On 04/15/2013 02:31 AM, Richard Head Jr. wrote:
I have a bunch of sentences like the following:
Guacamole Dip: 5 Hass Avocados, Jalapeno Puree with Salt and BHT (preservative).
They are standalone, i.e., they are not contained within a larger
paragraph/document structure.
I want to tag various words, creating the following:
Guacamole Dip: 5 Hass <START:term>Avocados<END>, <START:term>Jalapeno<END> Puree with
<START:term>Salt<END> and <START:term>BHT<END> (preservative).
Looking through the mailing list for guidance, I came across this:
http://mail-archives.apache.org/mod_mbox/opennlp-users/201205.mbox/%3C4FA1EE7E.2080608%40gmail.com%3E
Which made me think that, before going though a 100 or so documents and tagging
the words to create training data, I should get some clarification on the
following:
1. Is NER the right tool for this?
2. My training data is somewhat small (~100 sentences) will this stymie my goal
above?
3. Were the poor results the gentleman had with Italian addresses in part do to
a bug mentioned here:
http://mail-archives.apache.org/mod_mbox/opennlp-users/201205.mbox/%3C4FA1EF10.2020904%40gmail.com%3E
4. Is it possible to use a text file containing only terms, or a tab delimited
file like the ones the Stanford NER uses?
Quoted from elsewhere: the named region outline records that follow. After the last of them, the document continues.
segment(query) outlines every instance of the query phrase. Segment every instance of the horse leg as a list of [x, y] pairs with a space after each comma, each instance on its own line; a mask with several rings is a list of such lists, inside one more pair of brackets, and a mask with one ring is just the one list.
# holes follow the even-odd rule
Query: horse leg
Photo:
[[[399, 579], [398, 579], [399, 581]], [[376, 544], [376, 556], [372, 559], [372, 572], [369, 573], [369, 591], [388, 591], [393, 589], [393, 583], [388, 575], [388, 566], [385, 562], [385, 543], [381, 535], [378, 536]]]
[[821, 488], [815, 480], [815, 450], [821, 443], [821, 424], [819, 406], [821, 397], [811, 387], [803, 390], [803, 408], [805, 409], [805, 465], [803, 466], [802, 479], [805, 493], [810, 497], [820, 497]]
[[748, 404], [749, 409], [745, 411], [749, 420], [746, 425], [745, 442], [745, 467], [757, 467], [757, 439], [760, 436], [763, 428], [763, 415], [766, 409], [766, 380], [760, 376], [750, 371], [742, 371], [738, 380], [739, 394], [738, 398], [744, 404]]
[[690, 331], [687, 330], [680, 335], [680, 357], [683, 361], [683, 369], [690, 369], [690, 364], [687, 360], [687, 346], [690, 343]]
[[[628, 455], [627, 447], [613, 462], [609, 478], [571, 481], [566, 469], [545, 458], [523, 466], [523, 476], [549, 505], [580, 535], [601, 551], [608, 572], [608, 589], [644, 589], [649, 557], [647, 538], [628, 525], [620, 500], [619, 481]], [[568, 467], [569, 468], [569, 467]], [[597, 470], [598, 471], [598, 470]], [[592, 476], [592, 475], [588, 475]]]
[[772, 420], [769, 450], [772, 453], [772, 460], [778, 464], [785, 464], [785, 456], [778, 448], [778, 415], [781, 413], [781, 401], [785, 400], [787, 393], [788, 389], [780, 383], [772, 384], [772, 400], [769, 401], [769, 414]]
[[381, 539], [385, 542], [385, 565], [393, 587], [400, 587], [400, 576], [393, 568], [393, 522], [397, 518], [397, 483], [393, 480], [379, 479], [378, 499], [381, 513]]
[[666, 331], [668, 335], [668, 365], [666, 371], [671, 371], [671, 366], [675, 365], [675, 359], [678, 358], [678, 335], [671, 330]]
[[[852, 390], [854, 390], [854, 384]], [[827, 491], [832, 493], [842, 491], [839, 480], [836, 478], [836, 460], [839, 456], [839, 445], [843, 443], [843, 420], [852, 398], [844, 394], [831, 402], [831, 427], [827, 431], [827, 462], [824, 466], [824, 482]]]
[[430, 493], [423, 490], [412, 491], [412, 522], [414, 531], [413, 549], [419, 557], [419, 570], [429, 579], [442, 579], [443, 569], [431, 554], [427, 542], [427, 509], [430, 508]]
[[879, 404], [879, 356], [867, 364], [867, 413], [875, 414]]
Yes, the NER should be capable of detecting the terms, but you could
also try to use a dictionary.
Your training data is too small, especially when you train with a cutoff
of 5 and the maxent model,
the perceptron will work better. Label more data until you have a few
thousand sentences.
The mentioned bug was fixed in 1.5.3, but it only occurred in multi type
models.
You need complete sentences to train the NER model, just using the terms
does not work, no we do not support the Stanford format.
Jörn